Illustration: Jayachandran / Mint
But the celebration has a dark underside—other than the fact that terrorists chose to strike Manhattan on 11 September, eight years ago, and that Wall Street is observing the first anniversary of the meltdown in the same week. A still darker shadow is cast by the fact that growth, as we have defined it for the last four centuries, now imperils our survival, even though it continues to be great for business.
Hudson was not sailing along the coast of North America in search of habitable locations for migrant settlers. He was on a commission from the Dutch East India Company to discover the North-west Passage that would allow European trade ships to navigate the frozen northern coastline of America to reach China. Hudson failed in his mission and eventually died in the frozen wilderness of northern Canada.
But today, even as you read this, a German commercial ship is making the inaugural voyage from the north Pacific to the north Atlantic. This is possible because enough ice has melted to make the Arctic navigable—potentially saving shipping companies thousands of miles. That melting ice may be great for economic growth, but it also indicates that the Arctic may have entered a “death spiral”.
This somewhat dramatic manifestation of ecological imbalance is just one part of a much larger phenomenon. The human economy is effectively growing itself to death. The good news is that it is no longer just environmentalists who are preoccupied with this paradox. The compelling need to redefine the concept and mechanics of growth is now more widely acknowledged than ever before.
In marketplaces, governments and scientific bodies alike, more people now accept that growth in its current form is unsustainable. They also acknowledge the conventional wisdom that “degrowth” would be acutely painful—causing massive unemployment, reduced competitiveness and a spiralling recession.
So how is this dilemma to be resolved? This ambitious question now calls for the same kind of daredevilry and determination that drove Hudson to look for the North-west Passage. Over the past few decades, a wide variety of individuals, groups and institutions have been working on pieces of the puzzle. More recently, Britain’s Sustainability Commission has published a study titled Prosperity without Growth?: The Transition to a Sustainable Economy.

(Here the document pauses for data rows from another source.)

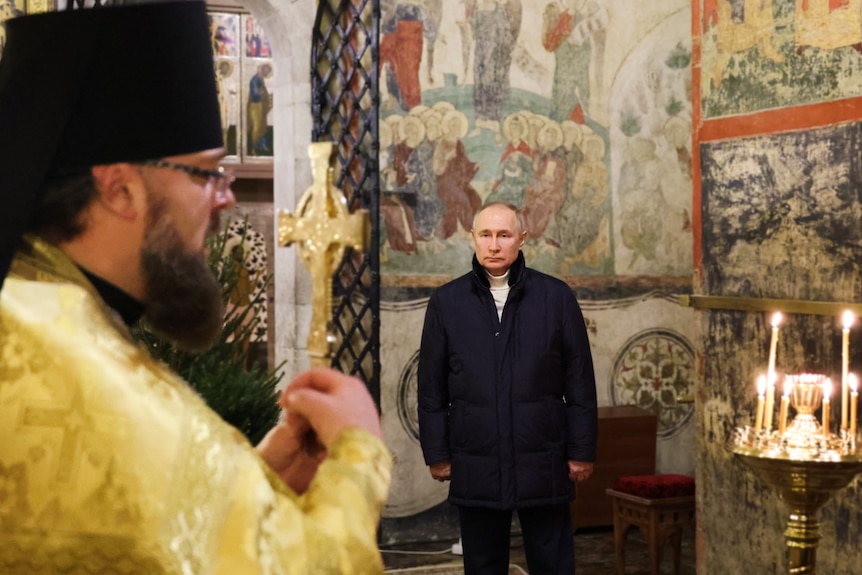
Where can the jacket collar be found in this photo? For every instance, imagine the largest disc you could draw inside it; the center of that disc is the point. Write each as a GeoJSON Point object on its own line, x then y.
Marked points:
{"type": "Point", "coordinates": [515, 272]}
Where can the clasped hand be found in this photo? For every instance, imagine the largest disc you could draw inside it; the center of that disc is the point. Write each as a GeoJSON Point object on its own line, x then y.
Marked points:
{"type": "Point", "coordinates": [319, 404]}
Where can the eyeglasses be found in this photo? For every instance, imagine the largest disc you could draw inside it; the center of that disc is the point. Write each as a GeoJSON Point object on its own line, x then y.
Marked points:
{"type": "Point", "coordinates": [220, 179]}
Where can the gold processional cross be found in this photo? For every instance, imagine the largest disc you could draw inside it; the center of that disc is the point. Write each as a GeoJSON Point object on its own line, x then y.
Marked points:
{"type": "Point", "coordinates": [323, 229]}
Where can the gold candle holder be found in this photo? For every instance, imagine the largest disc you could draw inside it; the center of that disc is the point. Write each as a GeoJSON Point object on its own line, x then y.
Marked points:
{"type": "Point", "coordinates": [806, 463]}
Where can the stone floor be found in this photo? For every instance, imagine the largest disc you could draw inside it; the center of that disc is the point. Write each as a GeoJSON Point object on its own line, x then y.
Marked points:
{"type": "Point", "coordinates": [594, 554]}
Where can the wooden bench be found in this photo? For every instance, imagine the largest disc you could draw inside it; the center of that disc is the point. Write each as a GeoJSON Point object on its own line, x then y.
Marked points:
{"type": "Point", "coordinates": [660, 518]}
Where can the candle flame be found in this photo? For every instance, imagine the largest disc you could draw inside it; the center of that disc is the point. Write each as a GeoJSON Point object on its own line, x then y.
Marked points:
{"type": "Point", "coordinates": [761, 385]}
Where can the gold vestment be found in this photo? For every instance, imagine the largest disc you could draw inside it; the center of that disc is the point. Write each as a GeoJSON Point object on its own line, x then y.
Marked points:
{"type": "Point", "coordinates": [110, 463]}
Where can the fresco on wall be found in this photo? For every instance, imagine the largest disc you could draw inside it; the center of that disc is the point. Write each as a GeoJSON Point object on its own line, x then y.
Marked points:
{"type": "Point", "coordinates": [8, 9]}
{"type": "Point", "coordinates": [485, 101]}
{"type": "Point", "coordinates": [651, 154]}
{"type": "Point", "coordinates": [781, 215]}
{"type": "Point", "coordinates": [775, 53]}
{"type": "Point", "coordinates": [244, 78]}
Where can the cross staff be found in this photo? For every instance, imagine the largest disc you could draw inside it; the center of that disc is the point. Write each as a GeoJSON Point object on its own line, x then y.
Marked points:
{"type": "Point", "coordinates": [324, 228]}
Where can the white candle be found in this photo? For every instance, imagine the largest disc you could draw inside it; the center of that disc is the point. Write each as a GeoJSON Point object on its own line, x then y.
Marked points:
{"type": "Point", "coordinates": [770, 374]}
{"type": "Point", "coordinates": [770, 404]}
{"type": "Point", "coordinates": [827, 391]}
{"type": "Point", "coordinates": [847, 320]}
{"type": "Point", "coordinates": [761, 390]}
{"type": "Point", "coordinates": [854, 384]}
{"type": "Point", "coordinates": [785, 402]}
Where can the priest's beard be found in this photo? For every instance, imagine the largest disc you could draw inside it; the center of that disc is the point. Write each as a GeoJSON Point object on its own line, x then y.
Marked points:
{"type": "Point", "coordinates": [184, 299]}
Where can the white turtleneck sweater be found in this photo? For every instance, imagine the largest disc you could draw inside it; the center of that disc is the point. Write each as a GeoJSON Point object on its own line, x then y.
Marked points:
{"type": "Point", "coordinates": [499, 290]}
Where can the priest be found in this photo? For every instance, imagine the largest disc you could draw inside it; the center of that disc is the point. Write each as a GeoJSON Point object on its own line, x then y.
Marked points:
{"type": "Point", "coordinates": [110, 175]}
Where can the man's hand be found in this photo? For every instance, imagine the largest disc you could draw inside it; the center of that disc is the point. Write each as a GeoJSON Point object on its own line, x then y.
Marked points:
{"type": "Point", "coordinates": [580, 470]}
{"type": "Point", "coordinates": [320, 403]}
{"type": "Point", "coordinates": [330, 401]}
{"type": "Point", "coordinates": [441, 471]}
{"type": "Point", "coordinates": [285, 448]}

The study, released just before the Group of Twenty summit in London in March this year, outlines a 12-step plan to make the transition to a fair, sustainable, low-carbon economy.
Some of the recommendations are relatively non-contentious, such as the rigorous reform of macroeconomic accounting to ensure that environmental losses and gains are properly calculated. Even the call to tackle systemic inequality and strengthen human as well as social capital could be accepted after some wrangling.

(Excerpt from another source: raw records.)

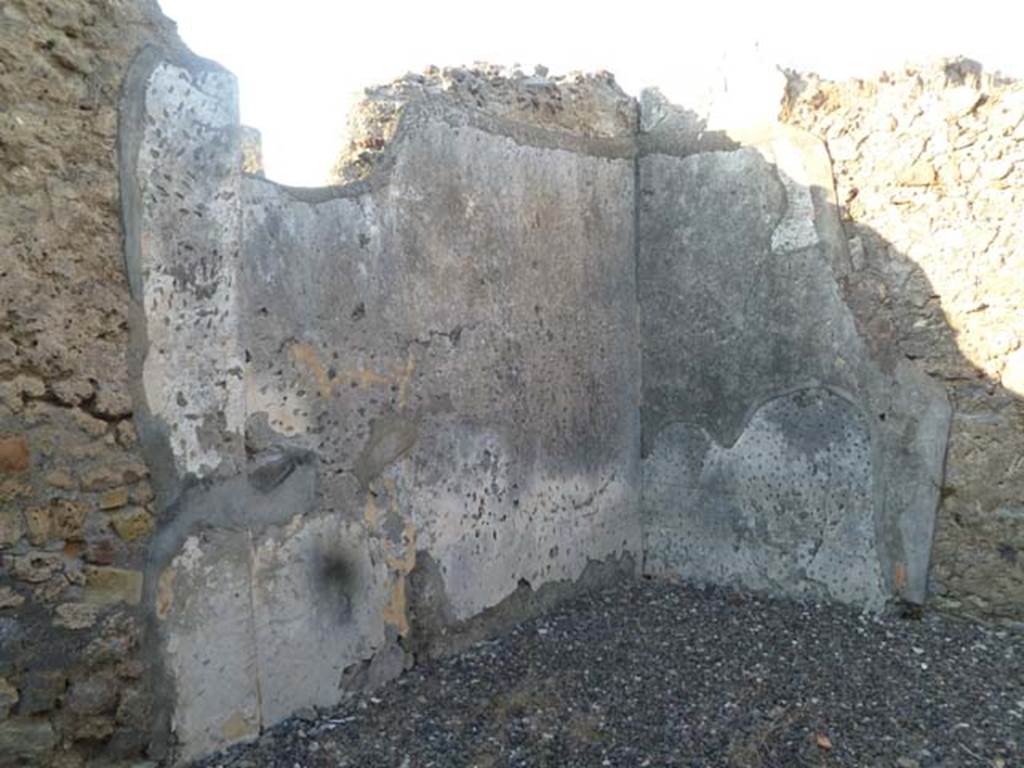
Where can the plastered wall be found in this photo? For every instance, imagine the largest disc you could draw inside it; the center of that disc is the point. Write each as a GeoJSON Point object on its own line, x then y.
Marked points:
{"type": "Point", "coordinates": [260, 445]}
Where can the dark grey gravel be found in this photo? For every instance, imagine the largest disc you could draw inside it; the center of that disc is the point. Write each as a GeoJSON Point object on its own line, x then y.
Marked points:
{"type": "Point", "coordinates": [657, 674]}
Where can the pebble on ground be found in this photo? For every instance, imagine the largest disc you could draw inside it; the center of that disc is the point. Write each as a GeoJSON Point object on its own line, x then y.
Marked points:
{"type": "Point", "coordinates": [659, 674]}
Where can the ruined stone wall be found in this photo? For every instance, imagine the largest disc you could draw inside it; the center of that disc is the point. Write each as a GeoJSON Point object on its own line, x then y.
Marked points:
{"type": "Point", "coordinates": [929, 167]}
{"type": "Point", "coordinates": [76, 505]}
{"type": "Point", "coordinates": [384, 417]}
{"type": "Point", "coordinates": [780, 452]}
{"type": "Point", "coordinates": [308, 435]}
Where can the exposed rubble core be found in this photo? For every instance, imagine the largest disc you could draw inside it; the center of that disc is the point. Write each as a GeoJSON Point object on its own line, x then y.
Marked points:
{"type": "Point", "coordinates": [929, 166]}
{"type": "Point", "coordinates": [261, 446]}
{"type": "Point", "coordinates": [583, 103]}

What will evoke the sharpest divide is the call for reversing the culture of consumerism. How do you do that in a context where both the demand and supply side have come to be drenched in the belief that yeh dil mange more (wishing for more) and indefinitely so. Perhaps the answers will come from a combination of cultural trends, such as the Voluntary Simplicity Movement in the US, as well as business models that foster a prosperity anchored in sufficiency rather than endless wants.
To ask if this is possible is to ignore reality. We all know individuals who have defined prosperity as creative and dynamic sufficiency. In economic terms, this means not frugality but true optimization of resources and respect for ecological cycles as well as limits.
The tight coupling of growth and prosperity is a historical reality. But seeing them as being inseparable in perpetuity could be fatal. And this is primarily a challenge of imagination and secondarily a matter of technology and public policy. The challenge of breaching this mindset barrier can be likened to the daring of explorers who once crossed daunting uncharted oceans.
To some it seems fitting that Hudson’s 400th anniversary falls on the same week that marks one year of an excruciating financial meltdown—because the arrival of Europeans brought death and destruction to local peoples and habitats. And yet this can also be a time of profound reflection and rethinking to alter course.
Some have hoped that the near-collapse of the global economy will serve as a breathing space in which there might be more room for dissolving the old mindset. It is hard to say to what extent this has happened and whether the excitement about delinking prosperity from growth has gone beyond the circles of what one commentator called the “motivated and impotent few”.
But one thing is clear. If civilization as we know it survives the 21st century, the pioneers and innovators who will be celebrated in times to come will be those who showed us how to prosper and be abundantly creative in sync with nature.